WASHINGTON (AP) -- The decision by Republican Sen. Kit Bond of Missouri to end more than a two-decade run in the Senate had an immediate impact on the political outlook for his home state and made the next election cycle tougher for the national GOP.

Republicans lost three of the five Senate seats opened by retirements last year and are facing at least one more retirement in Florida, a swing state.

Bond already was headed toward a highly competitive, highly watched re-election bid in 2010. By announcing Thursday that he would not seek re-election when his current term ends, Bond accelerated the ground game for the candidates that will vie for his seat.

"There is no doubt that if Senator Bond's name was on the ballot in November of 2010 he would have won," Rep. Roy Blunt, R-Mo., considered a potential candidate for Bond's seat, said in a statement.

Sen. John Cornyn, who chairs the National Republican Senatorial Committee, said Republicans had "a number of qualified candidates to carry forward the Republican vision" and had been preparing for a competitive race in Missouri long before Bond's decision.

"I am confident our message will resonate with the voters of Missouri in 2010," said Cornyn, whose committee is responsible for getting Republicans elected to the Senate.

Missouri voters have been unpredictable in statewide elections lately. They handed Democrat Jay Nixon an easy victory last year in the governor's race, then backed Republican John McCain in the presidential election. Two years prior, Sen. Claire McCaskill, a Democrat, managed to win her seat by a slim margin.

"The state is really on a teeter-totter," said Richard Fulton, a political science professor at Northwest Missouri State University. "We've been a state that has been swinging back and forth between Democrats and Republicans at the statewide level. ... Bond's retiring opens up the whole thing."

Democrats have 58 Senate seats and could get 59 if courts in Minnesota uphold Al Franken's recount victory.
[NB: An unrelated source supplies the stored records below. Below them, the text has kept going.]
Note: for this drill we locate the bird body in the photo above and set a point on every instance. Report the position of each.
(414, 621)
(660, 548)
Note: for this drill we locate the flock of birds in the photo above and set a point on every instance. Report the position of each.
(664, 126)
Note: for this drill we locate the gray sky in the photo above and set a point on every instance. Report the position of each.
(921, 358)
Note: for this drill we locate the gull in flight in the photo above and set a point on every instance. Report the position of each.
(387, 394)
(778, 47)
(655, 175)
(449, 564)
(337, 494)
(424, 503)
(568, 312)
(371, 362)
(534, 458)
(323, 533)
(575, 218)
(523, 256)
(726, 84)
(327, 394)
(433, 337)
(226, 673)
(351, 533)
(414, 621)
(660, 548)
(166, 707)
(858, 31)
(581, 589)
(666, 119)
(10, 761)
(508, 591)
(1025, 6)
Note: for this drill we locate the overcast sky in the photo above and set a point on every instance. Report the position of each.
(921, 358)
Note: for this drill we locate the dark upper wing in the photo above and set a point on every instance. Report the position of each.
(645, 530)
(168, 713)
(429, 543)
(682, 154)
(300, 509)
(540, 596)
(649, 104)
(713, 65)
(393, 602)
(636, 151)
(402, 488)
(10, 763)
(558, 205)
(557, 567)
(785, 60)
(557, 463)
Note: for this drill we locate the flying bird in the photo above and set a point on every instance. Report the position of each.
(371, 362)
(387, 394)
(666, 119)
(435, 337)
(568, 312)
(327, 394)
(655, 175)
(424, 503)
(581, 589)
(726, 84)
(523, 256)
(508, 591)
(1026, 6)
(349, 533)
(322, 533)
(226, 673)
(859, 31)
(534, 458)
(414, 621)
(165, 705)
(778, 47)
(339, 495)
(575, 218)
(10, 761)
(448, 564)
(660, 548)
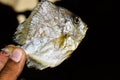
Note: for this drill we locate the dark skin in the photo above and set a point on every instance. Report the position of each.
(12, 61)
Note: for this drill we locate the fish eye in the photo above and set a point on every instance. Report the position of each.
(76, 20)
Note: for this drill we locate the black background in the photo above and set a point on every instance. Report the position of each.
(95, 57)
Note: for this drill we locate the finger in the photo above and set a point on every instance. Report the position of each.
(3, 59)
(14, 65)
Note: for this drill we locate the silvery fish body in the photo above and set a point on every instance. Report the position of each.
(49, 35)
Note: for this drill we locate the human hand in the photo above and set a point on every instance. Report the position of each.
(12, 61)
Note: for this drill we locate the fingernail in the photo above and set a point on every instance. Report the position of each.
(16, 55)
(6, 50)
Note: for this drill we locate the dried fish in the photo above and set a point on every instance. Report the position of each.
(49, 35)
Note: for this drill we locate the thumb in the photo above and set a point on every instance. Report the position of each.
(15, 64)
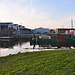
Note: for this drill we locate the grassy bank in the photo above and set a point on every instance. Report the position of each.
(59, 62)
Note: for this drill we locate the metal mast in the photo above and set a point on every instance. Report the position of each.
(72, 23)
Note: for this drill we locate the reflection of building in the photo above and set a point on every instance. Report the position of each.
(5, 25)
(66, 30)
(25, 31)
(41, 30)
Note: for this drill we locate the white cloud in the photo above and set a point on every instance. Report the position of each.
(22, 0)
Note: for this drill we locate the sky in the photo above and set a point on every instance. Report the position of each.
(32, 14)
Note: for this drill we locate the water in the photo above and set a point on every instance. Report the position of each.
(24, 45)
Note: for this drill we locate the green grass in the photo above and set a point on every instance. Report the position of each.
(57, 62)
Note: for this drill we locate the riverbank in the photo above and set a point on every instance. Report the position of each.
(56, 62)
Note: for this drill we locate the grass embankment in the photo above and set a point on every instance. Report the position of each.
(59, 62)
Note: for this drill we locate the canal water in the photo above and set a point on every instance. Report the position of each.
(10, 47)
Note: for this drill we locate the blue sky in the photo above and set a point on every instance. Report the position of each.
(38, 13)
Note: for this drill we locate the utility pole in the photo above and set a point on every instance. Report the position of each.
(72, 23)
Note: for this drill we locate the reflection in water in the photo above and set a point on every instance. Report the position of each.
(52, 45)
(25, 45)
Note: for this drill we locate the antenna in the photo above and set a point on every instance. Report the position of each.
(72, 23)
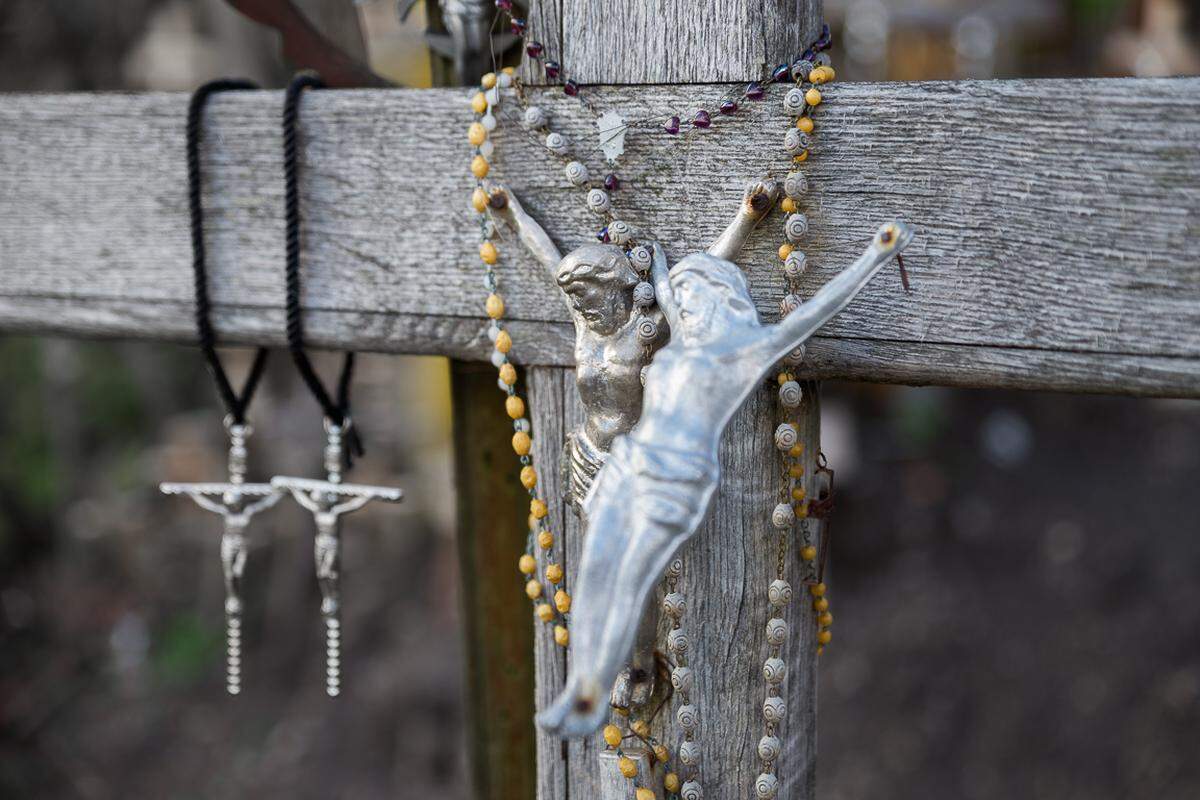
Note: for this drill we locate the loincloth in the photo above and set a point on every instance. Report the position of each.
(669, 489)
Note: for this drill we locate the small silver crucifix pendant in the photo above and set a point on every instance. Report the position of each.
(328, 500)
(237, 501)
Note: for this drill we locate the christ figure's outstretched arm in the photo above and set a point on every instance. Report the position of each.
(757, 202)
(504, 204)
(837, 294)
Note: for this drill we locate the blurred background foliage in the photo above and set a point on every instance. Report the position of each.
(1017, 576)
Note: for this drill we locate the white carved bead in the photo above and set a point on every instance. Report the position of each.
(619, 232)
(774, 669)
(795, 102)
(675, 605)
(795, 264)
(779, 593)
(534, 118)
(801, 70)
(683, 679)
(576, 173)
(766, 786)
(640, 257)
(556, 143)
(689, 753)
(797, 355)
(790, 395)
(688, 717)
(647, 330)
(796, 142)
(769, 747)
(786, 435)
(789, 304)
(774, 709)
(796, 226)
(777, 631)
(796, 185)
(643, 295)
(598, 200)
(783, 516)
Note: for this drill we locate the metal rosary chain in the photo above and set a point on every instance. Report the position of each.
(540, 539)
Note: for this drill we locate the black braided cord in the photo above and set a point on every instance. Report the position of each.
(336, 410)
(235, 403)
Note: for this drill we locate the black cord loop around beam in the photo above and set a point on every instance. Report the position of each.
(235, 402)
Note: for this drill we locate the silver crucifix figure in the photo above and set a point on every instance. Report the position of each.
(658, 481)
(328, 500)
(601, 290)
(237, 501)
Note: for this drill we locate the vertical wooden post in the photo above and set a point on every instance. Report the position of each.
(732, 559)
(496, 618)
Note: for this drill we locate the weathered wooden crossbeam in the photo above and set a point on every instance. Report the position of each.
(1059, 222)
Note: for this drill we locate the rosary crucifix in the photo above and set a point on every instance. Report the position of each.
(237, 501)
(328, 500)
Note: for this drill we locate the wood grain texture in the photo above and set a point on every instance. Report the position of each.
(727, 567)
(671, 41)
(1039, 263)
(491, 530)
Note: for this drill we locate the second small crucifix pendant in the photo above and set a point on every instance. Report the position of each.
(328, 500)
They would need 60 seats to stop Republican filibusters.

Michael Kelley, a St. Louis-based Democratic strategist, said Bond has been a stumbling block for his party's candidates, because in addition to performing well in rural areas, he has been able to pick up votes in the traditional Democratic urban areas of St. Louis and Kansas City.

Taking the Senate seat is "becoming a much more doable task with the candidate being anyone one other than Bond." Kelley said.

Robin Carnahan, Missouri's secretary of state, had been considered the strongest Democratic contender to take on Bond in 2010. With Bond out of the picture, "this may embolden others to challenge her," Fulton said.

Meanwhile, Republicans now have to launch two expensive, competitive campaigns to try to hang onto the Missouri and Florida seats next year.

Mel Martinez of Florida has said he is not seeking re-election, leaving open a seat in a state won by President-elect Barack Obama in November. President George W. Bush's brother Jeb once was expected to pursue Martinez's seat but has since bowed out.